Beginning in 2011, the Rockefeller Archive Center accepted the records of the Ford Foundation, and included among these papers were records pertaining to Unpublished Reports and Grants from the Foundation’s inception to the present. Along with the materials, the Ford Foundation provided us with two spreadsheets filled with metadata describing both the Unpublished Reports and Grants files. The Grants file alone includes 54,644 rows and 34 columns of information ranging from subjects terms to restriction information. However, much of this data was “dirty”; many subject terms did not match LCSH vocabulary, dates did not match formatting for import into Archivist’s Toolkit, and many more issues. Despite these issues, the metadata opened new avenues of access and description to the materials, and wrangling and refining them for import into Archivist’s Toolkit and DIMES would help researchers from all over the world discover the exact item he or she is looking for. In November of 2013, members of the Digital Projects team met with representatives from Processing and Reference with the express goal of transforming this metadata into a machine-readable format so that the RAC may provide it in a searchable format online.
Coming out of this meeting, we had a plan and a tentative map about how we could work together to refine, map, and transform the data in the spreadsheet into an EAD document ready to import into AT. Before we began transforming the data into EAD, the committee met and agreed upon how to map the metadata into EAD. The overall consensus was to include anything that could be a controlled vocabulary term, like author, subject, or grant location, as different types of subjects, and all other information would be instance types, dates, or internal and external notes.
Given the volume of metadata, I needed a method to work with and manipulate the spreadsheets en masse, so I chose Open Refine as it is a free platform specifically designed for working with lots of data. Furthermore, using Open Refine would allow me to work with the LCSH reconciliation tool provided by Free Your Metadata. Before reconciling the data, I split all multi-valued cells based upon the semi-colons that Ford used to designate the end of one value and the start of another. After splitting the values, I used Open Refine’s built in ability to cluster and edit data to correct any casing, spacing, and spelling using the nearest neighbor, which created a more standardized dataset and removed any variations in the controlled vocabulary.

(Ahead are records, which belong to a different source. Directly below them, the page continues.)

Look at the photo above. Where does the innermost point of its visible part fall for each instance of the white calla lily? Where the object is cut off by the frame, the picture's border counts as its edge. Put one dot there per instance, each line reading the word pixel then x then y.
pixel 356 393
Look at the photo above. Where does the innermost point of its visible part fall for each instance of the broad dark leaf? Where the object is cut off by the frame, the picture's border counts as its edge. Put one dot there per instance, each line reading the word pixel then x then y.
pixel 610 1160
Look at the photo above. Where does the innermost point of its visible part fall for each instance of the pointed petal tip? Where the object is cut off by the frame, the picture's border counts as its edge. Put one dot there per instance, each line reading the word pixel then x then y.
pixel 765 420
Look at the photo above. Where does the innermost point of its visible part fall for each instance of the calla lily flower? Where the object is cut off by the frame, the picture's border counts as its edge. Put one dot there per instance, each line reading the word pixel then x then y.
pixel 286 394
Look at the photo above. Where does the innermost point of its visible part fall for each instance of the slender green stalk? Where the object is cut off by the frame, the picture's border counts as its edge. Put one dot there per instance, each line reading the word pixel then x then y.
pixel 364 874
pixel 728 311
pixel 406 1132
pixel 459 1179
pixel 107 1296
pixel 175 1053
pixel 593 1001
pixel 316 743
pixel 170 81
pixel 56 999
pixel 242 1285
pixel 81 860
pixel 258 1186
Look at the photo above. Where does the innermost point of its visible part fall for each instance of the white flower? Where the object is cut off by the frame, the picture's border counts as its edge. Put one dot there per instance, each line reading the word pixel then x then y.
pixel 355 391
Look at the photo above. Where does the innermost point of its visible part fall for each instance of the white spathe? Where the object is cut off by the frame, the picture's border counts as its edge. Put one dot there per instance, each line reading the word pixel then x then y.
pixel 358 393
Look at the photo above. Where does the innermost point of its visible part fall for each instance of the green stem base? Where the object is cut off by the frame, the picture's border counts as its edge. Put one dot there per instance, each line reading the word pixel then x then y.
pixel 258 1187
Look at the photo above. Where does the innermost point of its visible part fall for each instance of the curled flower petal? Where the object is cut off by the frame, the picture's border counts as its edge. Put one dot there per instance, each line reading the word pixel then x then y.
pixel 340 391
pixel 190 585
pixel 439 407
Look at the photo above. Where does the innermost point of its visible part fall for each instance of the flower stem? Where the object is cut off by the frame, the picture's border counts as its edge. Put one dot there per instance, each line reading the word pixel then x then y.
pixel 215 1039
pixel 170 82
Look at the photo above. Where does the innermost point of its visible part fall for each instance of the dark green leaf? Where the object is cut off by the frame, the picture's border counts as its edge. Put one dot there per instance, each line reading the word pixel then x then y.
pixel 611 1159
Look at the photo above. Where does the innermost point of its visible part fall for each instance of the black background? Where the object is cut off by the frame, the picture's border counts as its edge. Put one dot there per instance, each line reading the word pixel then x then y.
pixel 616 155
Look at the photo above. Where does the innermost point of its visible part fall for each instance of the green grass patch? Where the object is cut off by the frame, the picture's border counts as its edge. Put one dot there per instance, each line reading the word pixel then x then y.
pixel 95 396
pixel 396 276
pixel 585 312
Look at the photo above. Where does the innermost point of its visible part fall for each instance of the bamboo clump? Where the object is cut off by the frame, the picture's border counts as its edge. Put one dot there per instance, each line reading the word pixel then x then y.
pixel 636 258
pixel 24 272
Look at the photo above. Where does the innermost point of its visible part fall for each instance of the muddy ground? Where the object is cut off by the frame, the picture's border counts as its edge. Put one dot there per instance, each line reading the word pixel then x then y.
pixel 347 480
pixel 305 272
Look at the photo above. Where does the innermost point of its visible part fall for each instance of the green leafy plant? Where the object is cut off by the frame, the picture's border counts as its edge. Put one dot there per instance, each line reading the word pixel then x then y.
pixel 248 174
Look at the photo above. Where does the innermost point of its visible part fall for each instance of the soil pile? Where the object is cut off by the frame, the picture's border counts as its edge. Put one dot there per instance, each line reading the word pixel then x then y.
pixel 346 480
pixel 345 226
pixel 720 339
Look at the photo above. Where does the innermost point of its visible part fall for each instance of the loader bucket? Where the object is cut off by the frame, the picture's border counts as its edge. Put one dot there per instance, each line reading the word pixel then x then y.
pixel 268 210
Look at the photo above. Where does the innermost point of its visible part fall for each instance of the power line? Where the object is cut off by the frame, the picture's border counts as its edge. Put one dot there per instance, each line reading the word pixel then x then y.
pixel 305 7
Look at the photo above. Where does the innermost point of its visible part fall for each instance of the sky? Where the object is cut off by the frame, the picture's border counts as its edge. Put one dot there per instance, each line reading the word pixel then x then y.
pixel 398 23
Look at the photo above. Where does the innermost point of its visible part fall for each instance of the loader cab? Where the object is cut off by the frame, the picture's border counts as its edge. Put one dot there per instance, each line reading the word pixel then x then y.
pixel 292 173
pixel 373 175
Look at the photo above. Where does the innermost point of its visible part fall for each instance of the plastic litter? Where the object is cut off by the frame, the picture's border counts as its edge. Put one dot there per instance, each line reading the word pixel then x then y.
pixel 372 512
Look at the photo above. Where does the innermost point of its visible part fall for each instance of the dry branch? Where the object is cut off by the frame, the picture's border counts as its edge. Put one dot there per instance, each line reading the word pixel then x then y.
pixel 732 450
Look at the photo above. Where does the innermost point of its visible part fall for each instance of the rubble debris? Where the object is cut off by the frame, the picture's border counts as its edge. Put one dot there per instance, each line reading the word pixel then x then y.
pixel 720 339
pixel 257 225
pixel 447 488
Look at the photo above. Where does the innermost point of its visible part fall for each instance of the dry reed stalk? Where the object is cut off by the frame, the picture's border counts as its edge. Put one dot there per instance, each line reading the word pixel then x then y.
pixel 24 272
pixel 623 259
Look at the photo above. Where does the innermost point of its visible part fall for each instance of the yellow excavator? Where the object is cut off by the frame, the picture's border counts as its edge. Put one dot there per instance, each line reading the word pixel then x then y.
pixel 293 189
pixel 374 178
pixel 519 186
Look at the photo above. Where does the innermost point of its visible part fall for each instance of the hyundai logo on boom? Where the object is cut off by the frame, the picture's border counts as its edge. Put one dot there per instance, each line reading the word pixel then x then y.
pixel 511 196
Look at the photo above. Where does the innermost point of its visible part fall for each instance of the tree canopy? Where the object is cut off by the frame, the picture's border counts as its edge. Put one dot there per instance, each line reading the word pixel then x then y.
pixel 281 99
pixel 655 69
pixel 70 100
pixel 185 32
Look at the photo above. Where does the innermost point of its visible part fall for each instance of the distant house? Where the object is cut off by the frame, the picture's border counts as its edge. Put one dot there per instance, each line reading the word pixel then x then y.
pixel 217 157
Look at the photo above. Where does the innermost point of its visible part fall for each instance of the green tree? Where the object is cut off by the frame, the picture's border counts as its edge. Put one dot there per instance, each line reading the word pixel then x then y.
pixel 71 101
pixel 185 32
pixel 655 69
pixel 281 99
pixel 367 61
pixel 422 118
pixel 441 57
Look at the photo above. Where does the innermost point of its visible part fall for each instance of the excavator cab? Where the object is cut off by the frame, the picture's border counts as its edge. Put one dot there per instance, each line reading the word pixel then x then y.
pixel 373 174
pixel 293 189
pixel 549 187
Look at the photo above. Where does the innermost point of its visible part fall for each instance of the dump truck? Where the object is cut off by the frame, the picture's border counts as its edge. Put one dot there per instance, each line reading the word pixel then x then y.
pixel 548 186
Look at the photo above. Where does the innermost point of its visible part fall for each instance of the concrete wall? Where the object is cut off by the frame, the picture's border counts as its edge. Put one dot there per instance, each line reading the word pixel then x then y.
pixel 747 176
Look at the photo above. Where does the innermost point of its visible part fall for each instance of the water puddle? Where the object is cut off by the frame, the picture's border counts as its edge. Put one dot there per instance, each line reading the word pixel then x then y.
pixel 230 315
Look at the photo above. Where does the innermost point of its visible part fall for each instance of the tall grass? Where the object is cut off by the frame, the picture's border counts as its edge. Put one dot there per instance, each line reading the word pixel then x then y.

After cleaning and standardizing the metadata, I installed an RDF extension from Free Your Meatadata that interacts with Open Refine, which lets you select a digitally-available metadata and check your data categories against all of its entries. Given our needs, and its availability through a SPARQL (a query language that can retrieve data stored in an RDF framework) endpoint, I chose to reconcile the provided topical terms against LCSH. After running the reconciliation, Open Refine will provide a list of facets with matching category assignments or unreconciled terms. At first, the service was only able to match 25% of the terms with LCSH, but, after manually reconciling a number of terms that only differed from LCSH by small amounts, I was able to get the automatic reconciliation of topical terms to about 30%. Correcting the remaining 70% would require individual checking of each term, which would be too prohibitive given the project’s timeframe.
Following the reconciliation of the subject terms, I had to export the information out of Open Refine and transform the Excel data into EAD. For this task, I repurposed an EAD data entry Excel template created by Matt Herbison of Drexel University based upon an NYU design that originally made container lists and EAD dates from Excel tabs. Unfortunately, the original NYU spreadsheet is no longer available online, but you can view the project information here. I added various EAD headings in formulas, and made it so we could copy and paste metadata straight from a worksheet into another worksheet, which would later wrap the data in the necessary EAD elements. Afterwards, Excel formulas would add the different elements together inside of the appropriate container level based upon the entered data. From there it was simply a matter of copying and pasting the provided EAD from the Excel document into a standard XML editor; there were various errors due to some data conversion techniques, but some simple find and replace operations managed to fix those.
Ultimately, the reconciliation effort, while admirable, did not provide a high enough level of data clean-up, and we would like to clean even more of the subject terms before ingesting the record groups into AT, but we are in place to import the EAD as soon as we can come up with a workable solution for cleaning the rest of the subject terms.